Personalmente credo che la Corte Costituzionale non abbia in alcun modo restituito “dignità” al ruolo del “Giudice del lavoro”, non credo che responsabilità, proattività, uguaglianza e ragionevolezza siano minate e /o limitate dalla previsione di un “risarcimento crescente collegato all’anzianità di servizio” così come stabilito nella recente sentenza pubblicata l’8 novembre 2018. Non credo questo perché non ritengo che restituendo al “Giudice” la discrezionalità di cui si parla, si possa restituire tutta quella serie di “diritti, principi” presuntivamente violati.

Ma non è tutto. Credo altresì che la Corte abbia restituito un “problema”, ovvero proprio ciò che si dovrebbe evitare quando ci si trova innanzi alla “Giustizia”, due casi sostanzialmente analoghi trattati giuridicamente in modo diverso. Questo sì che è il tema centrale, il quotidiano accaduto nei Tribunali del lavoro d’Italia. Ma questo lo sa solo chi ha esperienza. La Corte restituisce ancora un altro problema irrisolto socialmente e politicamente: il dramma della perdita del posto di lavoro non sarà mai sanato dal “risarcimento previsto anche nella misura massima” e, laddove ciò in alcuni casi dovesse accadere ci troveremmo di fronte ad un’ingiustizia.
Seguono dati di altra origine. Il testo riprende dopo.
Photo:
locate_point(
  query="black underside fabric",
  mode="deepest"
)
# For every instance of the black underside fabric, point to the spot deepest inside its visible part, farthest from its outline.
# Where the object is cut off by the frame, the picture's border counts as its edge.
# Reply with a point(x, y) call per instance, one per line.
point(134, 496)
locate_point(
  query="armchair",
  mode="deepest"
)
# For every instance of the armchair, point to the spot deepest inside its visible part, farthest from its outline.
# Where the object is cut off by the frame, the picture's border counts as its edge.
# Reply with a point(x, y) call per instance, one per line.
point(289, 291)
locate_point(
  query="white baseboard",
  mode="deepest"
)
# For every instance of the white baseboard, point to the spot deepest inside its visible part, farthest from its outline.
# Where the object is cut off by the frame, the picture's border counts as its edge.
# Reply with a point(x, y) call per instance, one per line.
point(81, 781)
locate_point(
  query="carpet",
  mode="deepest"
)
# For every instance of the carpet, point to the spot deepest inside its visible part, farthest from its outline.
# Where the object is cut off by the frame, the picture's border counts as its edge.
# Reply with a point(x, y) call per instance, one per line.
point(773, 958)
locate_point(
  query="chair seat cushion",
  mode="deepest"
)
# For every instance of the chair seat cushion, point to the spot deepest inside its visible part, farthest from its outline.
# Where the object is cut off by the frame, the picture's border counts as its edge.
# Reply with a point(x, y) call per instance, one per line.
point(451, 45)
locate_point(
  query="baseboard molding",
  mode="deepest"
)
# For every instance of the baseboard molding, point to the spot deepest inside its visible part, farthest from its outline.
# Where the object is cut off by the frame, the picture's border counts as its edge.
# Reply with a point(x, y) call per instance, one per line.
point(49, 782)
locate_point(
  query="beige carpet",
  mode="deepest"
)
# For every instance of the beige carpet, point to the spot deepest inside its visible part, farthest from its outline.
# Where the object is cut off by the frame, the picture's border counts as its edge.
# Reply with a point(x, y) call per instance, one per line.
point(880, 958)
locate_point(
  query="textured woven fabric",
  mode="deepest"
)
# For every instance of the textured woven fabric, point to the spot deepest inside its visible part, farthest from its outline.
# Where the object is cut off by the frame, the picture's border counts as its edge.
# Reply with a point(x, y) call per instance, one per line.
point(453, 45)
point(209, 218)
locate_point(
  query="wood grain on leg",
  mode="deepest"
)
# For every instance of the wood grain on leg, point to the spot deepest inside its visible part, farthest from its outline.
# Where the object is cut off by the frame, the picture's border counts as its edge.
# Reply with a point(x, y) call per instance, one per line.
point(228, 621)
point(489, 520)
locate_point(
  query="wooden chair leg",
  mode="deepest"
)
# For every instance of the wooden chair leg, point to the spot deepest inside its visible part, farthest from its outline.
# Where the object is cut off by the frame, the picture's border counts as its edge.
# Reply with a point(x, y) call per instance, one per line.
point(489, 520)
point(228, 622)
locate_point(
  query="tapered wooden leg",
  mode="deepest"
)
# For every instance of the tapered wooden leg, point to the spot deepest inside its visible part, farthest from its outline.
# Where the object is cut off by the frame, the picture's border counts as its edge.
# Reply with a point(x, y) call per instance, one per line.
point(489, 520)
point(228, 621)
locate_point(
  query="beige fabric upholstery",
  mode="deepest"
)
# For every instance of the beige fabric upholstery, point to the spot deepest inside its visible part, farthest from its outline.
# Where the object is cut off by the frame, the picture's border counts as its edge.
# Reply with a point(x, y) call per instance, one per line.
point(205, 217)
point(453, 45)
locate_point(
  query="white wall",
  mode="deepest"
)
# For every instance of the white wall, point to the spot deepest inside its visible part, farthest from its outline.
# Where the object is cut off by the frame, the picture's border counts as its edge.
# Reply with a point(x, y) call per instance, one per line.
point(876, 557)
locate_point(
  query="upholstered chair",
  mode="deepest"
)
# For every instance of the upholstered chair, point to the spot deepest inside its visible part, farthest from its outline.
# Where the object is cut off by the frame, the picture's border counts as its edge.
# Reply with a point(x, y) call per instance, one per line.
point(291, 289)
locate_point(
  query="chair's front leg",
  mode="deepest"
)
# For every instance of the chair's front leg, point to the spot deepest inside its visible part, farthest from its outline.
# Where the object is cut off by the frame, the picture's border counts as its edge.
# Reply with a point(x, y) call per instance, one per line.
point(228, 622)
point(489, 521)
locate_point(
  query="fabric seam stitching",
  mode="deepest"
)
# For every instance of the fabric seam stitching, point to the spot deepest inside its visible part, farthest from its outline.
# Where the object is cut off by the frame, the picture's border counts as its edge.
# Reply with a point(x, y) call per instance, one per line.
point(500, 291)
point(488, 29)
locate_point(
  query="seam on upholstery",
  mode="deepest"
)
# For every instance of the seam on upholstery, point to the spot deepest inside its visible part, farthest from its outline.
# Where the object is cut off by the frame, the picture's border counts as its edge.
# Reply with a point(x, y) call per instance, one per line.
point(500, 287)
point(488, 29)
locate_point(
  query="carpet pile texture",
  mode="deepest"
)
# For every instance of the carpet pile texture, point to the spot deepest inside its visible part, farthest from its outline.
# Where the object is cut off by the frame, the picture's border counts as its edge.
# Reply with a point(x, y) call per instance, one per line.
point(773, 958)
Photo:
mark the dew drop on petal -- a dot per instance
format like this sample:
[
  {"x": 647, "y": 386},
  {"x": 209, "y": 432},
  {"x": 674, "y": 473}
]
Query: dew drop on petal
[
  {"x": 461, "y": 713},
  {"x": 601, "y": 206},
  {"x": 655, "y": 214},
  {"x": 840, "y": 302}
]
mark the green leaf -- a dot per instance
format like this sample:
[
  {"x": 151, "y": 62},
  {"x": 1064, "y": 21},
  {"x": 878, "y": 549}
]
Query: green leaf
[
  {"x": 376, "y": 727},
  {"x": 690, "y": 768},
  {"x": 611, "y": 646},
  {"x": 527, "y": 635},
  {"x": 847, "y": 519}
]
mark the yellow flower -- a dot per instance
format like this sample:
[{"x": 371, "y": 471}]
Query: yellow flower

Il “dramma” si neutralizza solo con la certezza di trovare un altro posto di lavoro in un tempo ragionevole, un tempo che consenta di guardare al futuro senza timore di rimanere inoccupato a vita. Sapete di cosa parlo? Le famose politiche attive. Ancora una volta si ribalta verso l’impresa – che in realtà è lo strumento per la realizzazione dell’occupazione – l’inconsistenza delle politiche del lavoro.